The figures in the middle ground are closely related to those in the middle ground of L’Assemblée près d’une fontaine de Neptune but, due to the scarcity of evidence, it is difficult to establish the sequential relationship between the two paintings and Watteau’s original studies from the model. Two of the characters in Le Bosquet de Bacchus can be related to his drawings. The first is of the woman seated on the ground, with her back to us. She can be traced to a lost drawing, the counterproof of which was one of the sheets that Watteau sold to Count Tessin in 1715 and which now is in the Nationalmuseum, Stockholm (Rosenberg and Prat 121). Likewise Watteau’s study of a standing woman, holding the excess of the skirt’s material off the ground, was taken from a drawing in the Fogg Museum (Rosenberg and Prat 221).
REMARKS
Despite the fact that this is one of the most copied of Watteau’s compositions, it has received little critical attention. Had the actual painting survived, one imagines it would be much more in the forefront of Watteau studies.
One of the most striking elements in Le Bosquet de Bacchus is the dramatic Baroque fountain with its statue of the Roman god of wine. It is closely related to the fountain designs by Gilles Marie Oppenord that Watteau knew and had in his possession by 1715. Here a sybaritic Bacchus leans back and lifts aloft a goblet that spurts a jet of water into the air; a youth grasps a dolphin from whose mouth water gushes forward; and a seemingly dormant, perhaps inebriated leopard has water running from his mouth. By contrast, the sculptural group at Versailles of Bacchus and infant satyrs in a fountain dedicated to the four seasons is far more restrained, Bacchus has little sensuality, and his pose is more reminiscent of Annibale Carracci’s academic ignudi in the ceiling of the Palazzo Farnese.

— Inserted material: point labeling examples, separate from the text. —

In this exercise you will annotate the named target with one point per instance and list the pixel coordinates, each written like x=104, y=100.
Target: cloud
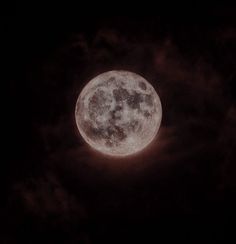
x=44, y=196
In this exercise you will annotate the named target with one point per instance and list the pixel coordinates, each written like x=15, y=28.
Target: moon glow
x=118, y=113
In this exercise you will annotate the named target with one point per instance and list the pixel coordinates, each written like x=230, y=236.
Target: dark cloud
x=188, y=170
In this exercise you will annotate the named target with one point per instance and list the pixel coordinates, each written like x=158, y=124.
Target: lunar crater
x=118, y=113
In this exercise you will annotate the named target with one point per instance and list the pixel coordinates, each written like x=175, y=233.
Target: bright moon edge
x=118, y=113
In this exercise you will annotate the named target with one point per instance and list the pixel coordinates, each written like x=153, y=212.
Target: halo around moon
x=118, y=113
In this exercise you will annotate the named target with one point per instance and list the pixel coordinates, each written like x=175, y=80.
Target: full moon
x=118, y=113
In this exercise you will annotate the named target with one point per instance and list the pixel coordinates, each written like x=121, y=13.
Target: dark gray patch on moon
x=118, y=113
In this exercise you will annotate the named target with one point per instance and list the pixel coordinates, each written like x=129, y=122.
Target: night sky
x=182, y=188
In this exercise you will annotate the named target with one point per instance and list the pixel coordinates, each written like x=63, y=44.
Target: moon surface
x=118, y=113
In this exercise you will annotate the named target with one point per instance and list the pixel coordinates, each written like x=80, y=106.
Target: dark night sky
x=56, y=190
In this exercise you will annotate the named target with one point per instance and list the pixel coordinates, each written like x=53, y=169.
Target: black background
x=56, y=189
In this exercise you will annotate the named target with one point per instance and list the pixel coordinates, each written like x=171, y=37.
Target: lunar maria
x=118, y=113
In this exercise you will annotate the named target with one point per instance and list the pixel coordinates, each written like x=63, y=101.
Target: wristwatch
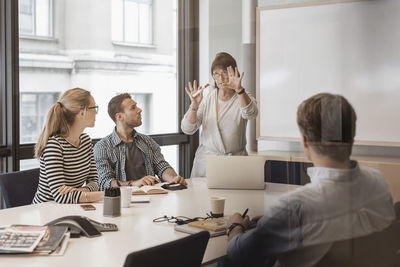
x=233, y=225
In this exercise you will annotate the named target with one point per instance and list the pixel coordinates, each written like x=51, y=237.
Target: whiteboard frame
x=290, y=139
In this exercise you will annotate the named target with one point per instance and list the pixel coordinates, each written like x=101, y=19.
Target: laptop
x=235, y=172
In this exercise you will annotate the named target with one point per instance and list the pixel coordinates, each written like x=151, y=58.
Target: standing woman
x=223, y=113
x=68, y=172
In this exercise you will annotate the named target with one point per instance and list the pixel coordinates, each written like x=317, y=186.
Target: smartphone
x=88, y=207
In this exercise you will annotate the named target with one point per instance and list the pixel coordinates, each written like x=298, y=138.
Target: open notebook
x=148, y=190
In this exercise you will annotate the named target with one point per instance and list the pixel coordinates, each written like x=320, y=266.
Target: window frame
x=34, y=34
x=187, y=68
x=123, y=40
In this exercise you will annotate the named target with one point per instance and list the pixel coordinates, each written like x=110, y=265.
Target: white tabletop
x=136, y=229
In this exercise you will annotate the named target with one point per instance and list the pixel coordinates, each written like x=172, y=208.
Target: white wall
x=224, y=34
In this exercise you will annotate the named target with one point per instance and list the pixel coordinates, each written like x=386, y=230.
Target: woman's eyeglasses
x=96, y=108
x=217, y=75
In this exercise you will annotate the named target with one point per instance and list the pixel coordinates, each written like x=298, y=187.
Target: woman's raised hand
x=235, y=80
x=195, y=98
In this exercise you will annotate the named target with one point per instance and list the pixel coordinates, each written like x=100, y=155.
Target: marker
x=200, y=90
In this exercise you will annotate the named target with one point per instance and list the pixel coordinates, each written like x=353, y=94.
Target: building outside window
x=132, y=21
x=35, y=18
x=86, y=57
x=34, y=107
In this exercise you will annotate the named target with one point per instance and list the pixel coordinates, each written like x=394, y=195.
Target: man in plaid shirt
x=126, y=157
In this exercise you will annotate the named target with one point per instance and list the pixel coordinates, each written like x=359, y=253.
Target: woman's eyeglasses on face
x=96, y=108
x=218, y=75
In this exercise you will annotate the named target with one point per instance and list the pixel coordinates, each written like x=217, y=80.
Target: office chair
x=187, y=251
x=19, y=188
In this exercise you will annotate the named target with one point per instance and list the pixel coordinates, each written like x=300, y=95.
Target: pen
x=244, y=213
x=200, y=89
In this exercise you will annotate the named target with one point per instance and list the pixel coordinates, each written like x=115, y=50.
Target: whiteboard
x=345, y=47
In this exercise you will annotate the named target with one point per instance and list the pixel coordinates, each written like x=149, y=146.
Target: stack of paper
x=36, y=240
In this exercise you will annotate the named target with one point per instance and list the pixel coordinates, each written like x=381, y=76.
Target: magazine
x=20, y=239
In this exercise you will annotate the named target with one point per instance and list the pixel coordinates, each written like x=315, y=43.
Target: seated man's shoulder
x=374, y=178
x=145, y=137
x=104, y=142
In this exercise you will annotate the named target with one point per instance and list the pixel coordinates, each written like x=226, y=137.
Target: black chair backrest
x=188, y=251
x=19, y=188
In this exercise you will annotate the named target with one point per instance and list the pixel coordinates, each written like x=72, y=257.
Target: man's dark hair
x=328, y=123
x=115, y=104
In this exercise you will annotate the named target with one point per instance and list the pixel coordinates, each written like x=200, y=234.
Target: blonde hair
x=62, y=115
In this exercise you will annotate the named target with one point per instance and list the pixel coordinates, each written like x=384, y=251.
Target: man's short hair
x=328, y=123
x=115, y=105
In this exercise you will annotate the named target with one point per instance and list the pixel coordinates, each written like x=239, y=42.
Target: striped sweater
x=64, y=164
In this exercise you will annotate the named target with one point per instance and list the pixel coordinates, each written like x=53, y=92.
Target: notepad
x=148, y=190
x=140, y=199
x=219, y=224
x=185, y=228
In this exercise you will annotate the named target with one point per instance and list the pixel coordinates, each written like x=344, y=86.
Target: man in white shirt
x=342, y=201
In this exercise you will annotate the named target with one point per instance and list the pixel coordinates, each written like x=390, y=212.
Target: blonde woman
x=67, y=169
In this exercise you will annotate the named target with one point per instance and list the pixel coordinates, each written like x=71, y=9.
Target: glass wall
x=105, y=46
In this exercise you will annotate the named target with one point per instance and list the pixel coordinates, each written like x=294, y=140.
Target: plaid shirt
x=110, y=156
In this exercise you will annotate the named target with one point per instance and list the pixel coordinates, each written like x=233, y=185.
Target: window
x=34, y=107
x=132, y=21
x=84, y=58
x=35, y=18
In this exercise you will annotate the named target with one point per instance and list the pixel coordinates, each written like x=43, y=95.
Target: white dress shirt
x=338, y=204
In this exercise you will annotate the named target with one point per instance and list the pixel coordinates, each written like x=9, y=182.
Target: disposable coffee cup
x=126, y=193
x=112, y=206
x=217, y=206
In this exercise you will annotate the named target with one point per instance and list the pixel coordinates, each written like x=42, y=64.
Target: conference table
x=137, y=230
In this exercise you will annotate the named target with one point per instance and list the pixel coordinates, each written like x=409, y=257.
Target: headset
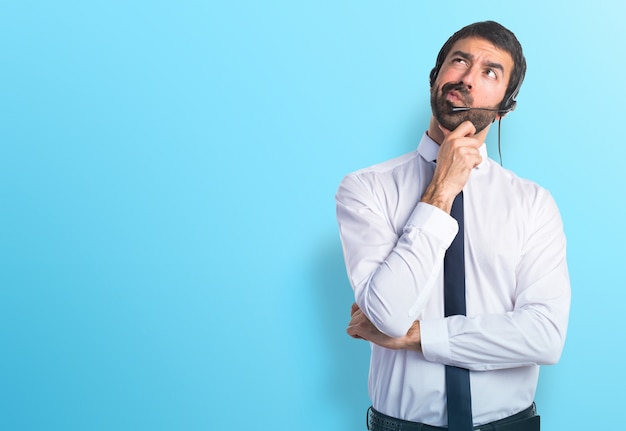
x=508, y=103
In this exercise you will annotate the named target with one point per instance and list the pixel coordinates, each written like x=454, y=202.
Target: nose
x=468, y=78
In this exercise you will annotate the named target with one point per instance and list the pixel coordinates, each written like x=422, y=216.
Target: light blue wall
x=169, y=258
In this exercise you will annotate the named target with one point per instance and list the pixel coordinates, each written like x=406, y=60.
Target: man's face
x=474, y=74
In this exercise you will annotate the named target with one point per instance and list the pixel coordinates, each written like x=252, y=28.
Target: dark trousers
x=526, y=420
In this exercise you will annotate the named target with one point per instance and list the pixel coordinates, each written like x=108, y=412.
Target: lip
x=454, y=96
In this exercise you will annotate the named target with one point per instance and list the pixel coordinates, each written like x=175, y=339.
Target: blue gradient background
x=169, y=257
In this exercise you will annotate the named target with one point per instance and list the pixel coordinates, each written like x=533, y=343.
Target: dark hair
x=500, y=37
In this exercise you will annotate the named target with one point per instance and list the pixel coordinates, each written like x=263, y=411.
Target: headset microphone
x=500, y=111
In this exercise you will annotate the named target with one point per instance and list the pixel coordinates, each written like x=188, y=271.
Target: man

If the sculptural richness of Watteau’s ensemble mimics Oppenord’s inventive fountain designs, it—especially the figure of Bacchus and the inebriated leopard— also recalls Watteau’s Automne from the Saisons Crozat. The two seem related not only in mood but also in time.
The complex of figures in the middle ground of Le Bosquet de Bacchus is closely related to the similar group disposed across the middle ground of L’Assemblée près d’une fontaine de Neptune. This is especially true of the man standing under the statue, seen from behind and with a cape over his shoulders; the two women seated on the ground, facing each other; the strolling couple; the recumbent man on the ground, seen from behind and his hand in the air; and the woman opposite him, looking upward. These two fêtes galantes are also linked by the prominence of Opennordesque fountains in the gardens. These concordances suggest that the two paintings were painted around the same time, but in which order is a moot issue.
As with almost all of Watteau’s fête galantes, a great variety of dates has been assigned to Le Bosquet de Bacchus. Adhémar placed it between the spring and autumn of 1716, and slightly after L’Assemblée près d’une fontaine de Neptune. However, she placed some fifty paintings in this short period of nine months, an impossibly short period for so many paintings. Macchia and Montagni, always parroting Adhémar, dated the painting to 1716. Rosenberg and Prat have assigned dates between 1715 and 1716 for the drawings associated with the painting. Roland Michel posited c. 1717-18 as the date of the painting.